Santé des femmes : un échec du Parlement
par Alain Lipietz

jeudi 8 septembre 2005

Le débat sur la santé des femmes devient de plus en plus compliqué au Parlement européen. C’est toujours la même chose depuis la précédente législature : les questions de la reproduction assistée, de l’avortement et du clonage s’entrecroisent, avec des résultats imprévisibles.

Cette fois, il s’agissait du rapport d’Eva-Britt Svensson, de la GUE (groupe communiste), une initiative de la commission « Droits de la femme et égalité des chances ». C’est une des compétences de l’Union, promouvoir « l’égalité hommes femmes », mais concrètement cela implique de s’occuper des « droits reproductifs » des femmes (comme dit l’ONU) et des problèmes de santé correspondants, même si en la matière le mot « égalité » fait un peu bizarre. Très concrètement, le débat se polarise depuis des années sur la question : « L’Union doit-elle financer des recherches sur le clonage humain ? ».

Dans la dernière législature, la réponse du PE est progressivement passée du Non au Oui, les Verts étant pour le coup alliés aux démocrates-chrétiens (contre le bloc « scientiste » des libéraux , du PSE et de la GUE), en faisant bien attention à ce que rien dans le texte n’assimile l’embryon à une « personne humaine », ce que recherchent certains démo-chrétiens pour délégitimer l’avortement. Quant aux Verts, ils s’opposent au clonage humain par principe de précaution contre toutes les dérives à la Frankenstein, et aussi pour éviter de transformer le corps des femmes en matière première marchande. Mais nos alliés traditionnels de la gauche sont pour parce qu’on n’arrête pas la Science et qu’il ne s’agit que de clonage « thérapeutique » (on interrompt la croissance de l’embryon à un stade où il ne présente que des cellules souches, c’est-à-dire non-différenciées et pouvant donc servir de matériau de réparation). Ce à quoi nous répondons que tout succès dans le clonage thérapeutique débouchera sur le clonage reproductif. D’énormes intérêts sont en jeu, et même la barrière constitutionnelle qui interdisait le clonage reproductif en Europe a été rejetée au printemps dernier. Surtout, on dispose d’assez de cellules-souches embryonnaires dans les stocks d’embryons surnuméraires (issus de la fécondation in-vitro), et de toute façon la voie royale est la recherche sur les cellules souches adultes. Mais politiquement la bataille n’est pas simple !

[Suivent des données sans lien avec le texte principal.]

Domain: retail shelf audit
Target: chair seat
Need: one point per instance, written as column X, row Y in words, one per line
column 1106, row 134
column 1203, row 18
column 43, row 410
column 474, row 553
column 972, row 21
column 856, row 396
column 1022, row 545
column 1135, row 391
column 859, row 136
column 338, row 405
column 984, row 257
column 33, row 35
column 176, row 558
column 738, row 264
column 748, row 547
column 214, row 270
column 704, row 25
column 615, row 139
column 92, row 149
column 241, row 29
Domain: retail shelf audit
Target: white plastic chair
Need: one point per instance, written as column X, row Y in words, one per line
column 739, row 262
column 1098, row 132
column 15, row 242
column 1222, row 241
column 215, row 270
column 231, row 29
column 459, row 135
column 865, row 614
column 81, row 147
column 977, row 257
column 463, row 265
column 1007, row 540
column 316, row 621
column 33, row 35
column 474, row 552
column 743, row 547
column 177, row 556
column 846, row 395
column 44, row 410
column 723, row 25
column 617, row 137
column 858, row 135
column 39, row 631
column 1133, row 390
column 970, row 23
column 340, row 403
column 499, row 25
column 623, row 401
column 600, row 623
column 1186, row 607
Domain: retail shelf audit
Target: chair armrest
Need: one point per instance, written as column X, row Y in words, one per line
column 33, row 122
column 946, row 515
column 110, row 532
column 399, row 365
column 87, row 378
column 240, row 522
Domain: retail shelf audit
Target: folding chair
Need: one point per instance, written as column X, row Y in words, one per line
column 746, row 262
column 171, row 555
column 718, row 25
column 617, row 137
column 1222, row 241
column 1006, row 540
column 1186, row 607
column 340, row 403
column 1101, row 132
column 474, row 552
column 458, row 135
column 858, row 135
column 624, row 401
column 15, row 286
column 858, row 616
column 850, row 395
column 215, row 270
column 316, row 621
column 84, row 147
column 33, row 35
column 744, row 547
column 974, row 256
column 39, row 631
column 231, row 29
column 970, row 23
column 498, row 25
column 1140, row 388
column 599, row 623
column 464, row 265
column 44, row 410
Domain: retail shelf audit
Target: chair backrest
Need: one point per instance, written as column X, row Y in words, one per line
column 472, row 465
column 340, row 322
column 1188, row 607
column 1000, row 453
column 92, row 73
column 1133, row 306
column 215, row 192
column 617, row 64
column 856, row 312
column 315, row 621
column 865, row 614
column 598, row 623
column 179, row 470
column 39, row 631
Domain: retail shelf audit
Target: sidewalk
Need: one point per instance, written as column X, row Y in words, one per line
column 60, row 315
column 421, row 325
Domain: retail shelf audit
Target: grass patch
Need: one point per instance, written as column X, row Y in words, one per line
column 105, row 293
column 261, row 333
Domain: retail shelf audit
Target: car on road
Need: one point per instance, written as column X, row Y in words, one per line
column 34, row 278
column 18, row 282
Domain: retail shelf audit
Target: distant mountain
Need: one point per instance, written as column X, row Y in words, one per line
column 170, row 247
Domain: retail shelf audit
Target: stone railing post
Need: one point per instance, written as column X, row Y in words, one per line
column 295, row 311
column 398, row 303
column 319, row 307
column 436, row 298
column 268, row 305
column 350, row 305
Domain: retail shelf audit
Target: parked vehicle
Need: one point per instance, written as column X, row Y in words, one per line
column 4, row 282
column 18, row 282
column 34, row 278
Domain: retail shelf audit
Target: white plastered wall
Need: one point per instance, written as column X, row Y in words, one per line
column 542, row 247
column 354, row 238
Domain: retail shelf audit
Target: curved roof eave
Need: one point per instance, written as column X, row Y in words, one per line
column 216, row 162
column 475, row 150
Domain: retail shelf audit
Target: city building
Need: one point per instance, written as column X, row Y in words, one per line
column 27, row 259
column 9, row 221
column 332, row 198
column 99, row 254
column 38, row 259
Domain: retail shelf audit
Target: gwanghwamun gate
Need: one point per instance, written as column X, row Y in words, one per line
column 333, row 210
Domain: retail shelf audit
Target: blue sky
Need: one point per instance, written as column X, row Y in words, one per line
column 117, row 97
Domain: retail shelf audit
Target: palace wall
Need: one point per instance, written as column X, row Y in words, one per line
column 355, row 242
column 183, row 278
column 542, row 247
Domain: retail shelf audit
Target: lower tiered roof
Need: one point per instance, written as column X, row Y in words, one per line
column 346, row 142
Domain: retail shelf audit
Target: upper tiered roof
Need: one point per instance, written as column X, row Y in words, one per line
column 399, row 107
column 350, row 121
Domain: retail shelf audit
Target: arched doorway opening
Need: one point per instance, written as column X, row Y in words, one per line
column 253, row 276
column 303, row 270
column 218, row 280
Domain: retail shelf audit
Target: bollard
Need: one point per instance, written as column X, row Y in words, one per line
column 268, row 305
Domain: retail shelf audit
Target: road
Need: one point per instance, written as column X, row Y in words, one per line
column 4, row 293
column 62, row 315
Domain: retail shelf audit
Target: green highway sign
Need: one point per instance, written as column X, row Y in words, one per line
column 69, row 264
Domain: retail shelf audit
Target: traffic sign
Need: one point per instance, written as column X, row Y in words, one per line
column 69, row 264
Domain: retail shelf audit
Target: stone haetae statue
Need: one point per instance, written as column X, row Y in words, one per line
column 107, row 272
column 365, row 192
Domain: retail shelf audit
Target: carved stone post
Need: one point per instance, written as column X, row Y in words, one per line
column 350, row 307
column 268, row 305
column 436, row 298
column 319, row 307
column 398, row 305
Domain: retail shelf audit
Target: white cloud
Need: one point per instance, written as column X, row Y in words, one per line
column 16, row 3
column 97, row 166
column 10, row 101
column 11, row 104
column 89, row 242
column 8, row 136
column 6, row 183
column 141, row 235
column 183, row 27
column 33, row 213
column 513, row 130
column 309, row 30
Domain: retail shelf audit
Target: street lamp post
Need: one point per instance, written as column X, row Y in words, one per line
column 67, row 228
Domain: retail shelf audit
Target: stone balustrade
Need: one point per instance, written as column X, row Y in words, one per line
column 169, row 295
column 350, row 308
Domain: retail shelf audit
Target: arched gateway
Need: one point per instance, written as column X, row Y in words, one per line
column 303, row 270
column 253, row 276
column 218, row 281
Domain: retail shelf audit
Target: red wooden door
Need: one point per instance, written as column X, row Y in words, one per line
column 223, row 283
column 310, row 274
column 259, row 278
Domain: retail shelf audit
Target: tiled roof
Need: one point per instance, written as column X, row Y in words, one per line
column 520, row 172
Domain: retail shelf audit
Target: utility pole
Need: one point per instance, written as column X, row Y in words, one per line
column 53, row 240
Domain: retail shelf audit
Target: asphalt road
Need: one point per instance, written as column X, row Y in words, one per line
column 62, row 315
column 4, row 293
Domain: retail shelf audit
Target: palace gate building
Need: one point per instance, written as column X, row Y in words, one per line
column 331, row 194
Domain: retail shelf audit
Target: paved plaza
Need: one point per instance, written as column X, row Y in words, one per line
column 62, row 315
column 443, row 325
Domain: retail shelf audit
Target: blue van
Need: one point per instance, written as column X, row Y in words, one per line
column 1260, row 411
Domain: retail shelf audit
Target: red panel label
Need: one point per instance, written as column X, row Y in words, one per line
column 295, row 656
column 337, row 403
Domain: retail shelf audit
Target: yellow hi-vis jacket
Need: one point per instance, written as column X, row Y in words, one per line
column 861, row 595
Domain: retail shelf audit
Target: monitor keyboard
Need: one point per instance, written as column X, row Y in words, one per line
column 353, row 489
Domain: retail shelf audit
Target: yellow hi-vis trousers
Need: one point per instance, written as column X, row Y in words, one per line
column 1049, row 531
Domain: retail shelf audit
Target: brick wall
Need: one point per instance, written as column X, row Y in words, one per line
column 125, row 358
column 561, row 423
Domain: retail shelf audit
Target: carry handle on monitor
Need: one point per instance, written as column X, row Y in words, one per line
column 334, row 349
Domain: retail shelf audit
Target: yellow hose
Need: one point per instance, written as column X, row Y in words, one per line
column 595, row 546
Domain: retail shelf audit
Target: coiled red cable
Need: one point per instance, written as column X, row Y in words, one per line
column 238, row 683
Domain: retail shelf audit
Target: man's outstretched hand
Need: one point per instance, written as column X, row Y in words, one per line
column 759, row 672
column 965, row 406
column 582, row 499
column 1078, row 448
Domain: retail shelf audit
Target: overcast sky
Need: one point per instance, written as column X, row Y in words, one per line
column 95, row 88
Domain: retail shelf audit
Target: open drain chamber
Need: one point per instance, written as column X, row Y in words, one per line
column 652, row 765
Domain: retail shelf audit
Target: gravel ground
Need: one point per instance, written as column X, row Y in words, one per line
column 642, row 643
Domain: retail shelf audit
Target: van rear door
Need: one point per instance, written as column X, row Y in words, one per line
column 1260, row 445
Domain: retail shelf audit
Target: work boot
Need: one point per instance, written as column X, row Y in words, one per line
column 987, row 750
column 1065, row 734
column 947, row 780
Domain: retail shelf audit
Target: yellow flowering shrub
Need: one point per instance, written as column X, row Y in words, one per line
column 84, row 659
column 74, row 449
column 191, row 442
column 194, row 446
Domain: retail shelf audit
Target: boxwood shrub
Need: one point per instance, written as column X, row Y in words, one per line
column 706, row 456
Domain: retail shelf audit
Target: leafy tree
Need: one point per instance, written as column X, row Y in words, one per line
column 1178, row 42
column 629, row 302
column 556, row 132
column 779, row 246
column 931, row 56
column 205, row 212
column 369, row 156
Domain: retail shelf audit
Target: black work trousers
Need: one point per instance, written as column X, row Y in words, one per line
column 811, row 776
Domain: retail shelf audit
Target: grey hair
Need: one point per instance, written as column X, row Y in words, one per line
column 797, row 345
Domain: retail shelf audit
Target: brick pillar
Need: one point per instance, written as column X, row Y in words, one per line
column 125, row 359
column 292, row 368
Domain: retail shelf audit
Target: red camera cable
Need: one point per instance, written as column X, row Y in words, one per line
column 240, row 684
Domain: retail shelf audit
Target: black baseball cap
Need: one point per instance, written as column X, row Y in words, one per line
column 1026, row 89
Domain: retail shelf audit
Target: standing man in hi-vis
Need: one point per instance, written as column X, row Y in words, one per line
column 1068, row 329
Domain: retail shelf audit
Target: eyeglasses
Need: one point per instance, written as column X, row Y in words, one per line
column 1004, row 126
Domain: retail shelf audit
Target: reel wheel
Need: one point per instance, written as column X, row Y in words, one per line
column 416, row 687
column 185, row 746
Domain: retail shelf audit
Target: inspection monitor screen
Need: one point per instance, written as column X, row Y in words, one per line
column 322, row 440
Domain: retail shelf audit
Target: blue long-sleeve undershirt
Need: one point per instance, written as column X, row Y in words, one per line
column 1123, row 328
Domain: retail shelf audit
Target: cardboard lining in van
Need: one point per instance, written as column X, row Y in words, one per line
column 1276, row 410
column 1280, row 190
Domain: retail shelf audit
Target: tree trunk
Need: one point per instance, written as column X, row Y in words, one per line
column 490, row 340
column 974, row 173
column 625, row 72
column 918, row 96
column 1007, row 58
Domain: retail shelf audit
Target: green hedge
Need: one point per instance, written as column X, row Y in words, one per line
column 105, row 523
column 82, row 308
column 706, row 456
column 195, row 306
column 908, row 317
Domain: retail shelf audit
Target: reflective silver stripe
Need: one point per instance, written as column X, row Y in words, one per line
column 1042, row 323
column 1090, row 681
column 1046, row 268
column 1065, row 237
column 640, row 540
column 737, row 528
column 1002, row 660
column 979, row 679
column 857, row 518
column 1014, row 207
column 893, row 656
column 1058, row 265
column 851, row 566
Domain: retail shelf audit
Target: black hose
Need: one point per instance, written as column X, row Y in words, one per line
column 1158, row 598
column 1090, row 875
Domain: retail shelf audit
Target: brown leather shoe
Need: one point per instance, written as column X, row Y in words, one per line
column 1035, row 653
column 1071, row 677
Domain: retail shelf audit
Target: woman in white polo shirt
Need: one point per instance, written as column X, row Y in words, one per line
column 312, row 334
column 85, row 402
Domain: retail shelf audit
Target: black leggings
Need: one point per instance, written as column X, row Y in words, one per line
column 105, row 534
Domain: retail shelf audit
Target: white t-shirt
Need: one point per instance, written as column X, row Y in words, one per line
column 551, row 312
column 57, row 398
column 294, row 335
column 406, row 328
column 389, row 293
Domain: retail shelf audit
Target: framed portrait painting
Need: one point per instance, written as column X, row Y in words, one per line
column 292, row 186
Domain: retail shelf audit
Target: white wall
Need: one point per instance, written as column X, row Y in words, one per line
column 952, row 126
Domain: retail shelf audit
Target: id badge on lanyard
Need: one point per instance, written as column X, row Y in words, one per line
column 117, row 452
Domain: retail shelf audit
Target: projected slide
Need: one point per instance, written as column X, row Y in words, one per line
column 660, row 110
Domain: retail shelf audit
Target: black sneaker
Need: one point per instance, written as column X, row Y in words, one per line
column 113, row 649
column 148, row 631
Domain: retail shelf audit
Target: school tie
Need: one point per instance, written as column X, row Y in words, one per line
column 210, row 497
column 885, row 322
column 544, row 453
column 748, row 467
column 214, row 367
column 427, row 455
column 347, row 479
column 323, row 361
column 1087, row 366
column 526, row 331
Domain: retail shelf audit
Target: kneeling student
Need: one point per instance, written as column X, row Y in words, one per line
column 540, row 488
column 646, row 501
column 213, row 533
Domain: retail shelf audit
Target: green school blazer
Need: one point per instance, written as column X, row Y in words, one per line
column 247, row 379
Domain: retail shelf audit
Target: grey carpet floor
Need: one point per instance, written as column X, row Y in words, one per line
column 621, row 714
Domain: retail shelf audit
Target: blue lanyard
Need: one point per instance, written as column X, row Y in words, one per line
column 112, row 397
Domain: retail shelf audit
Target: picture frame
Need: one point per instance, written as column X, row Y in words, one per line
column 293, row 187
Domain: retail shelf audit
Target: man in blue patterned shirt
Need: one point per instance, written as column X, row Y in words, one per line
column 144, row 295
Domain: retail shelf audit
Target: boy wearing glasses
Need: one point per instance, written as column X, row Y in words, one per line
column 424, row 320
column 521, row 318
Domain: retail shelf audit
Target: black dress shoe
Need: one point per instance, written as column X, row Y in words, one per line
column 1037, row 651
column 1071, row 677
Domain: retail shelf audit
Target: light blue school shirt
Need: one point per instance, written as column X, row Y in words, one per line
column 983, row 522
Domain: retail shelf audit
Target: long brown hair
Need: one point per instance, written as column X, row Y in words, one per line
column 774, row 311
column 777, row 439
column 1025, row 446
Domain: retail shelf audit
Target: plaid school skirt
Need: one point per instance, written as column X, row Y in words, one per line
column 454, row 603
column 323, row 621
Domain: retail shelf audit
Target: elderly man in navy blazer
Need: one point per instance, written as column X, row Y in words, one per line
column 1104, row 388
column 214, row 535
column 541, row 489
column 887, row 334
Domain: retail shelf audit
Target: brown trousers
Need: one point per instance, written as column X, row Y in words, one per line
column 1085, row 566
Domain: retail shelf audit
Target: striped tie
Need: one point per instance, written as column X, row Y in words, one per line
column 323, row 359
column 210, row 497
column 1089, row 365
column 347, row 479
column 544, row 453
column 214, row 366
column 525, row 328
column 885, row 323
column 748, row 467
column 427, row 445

Le rapport Svensson « Sur la discrimination du genre dans les systèmes de santé » (pdf, 224 ko) était à peu près conforme à cette orientation, qui est aussi l’orientation principale, disons, du mouvement féministe français. Il réaffirmait le droit à l’avortement, s’opposait au clonage humain, demandait des études approfondies et des précautions sur l’hyper-stimulation des ovaires. On pouvait craindre le pire de la montée en puissance de la droite venue des pays de l’Est. Mais on fut assez vite rassuré. Les amendementss hostiles à l’avortement venus de la droite catholique polonaise furent largement battus.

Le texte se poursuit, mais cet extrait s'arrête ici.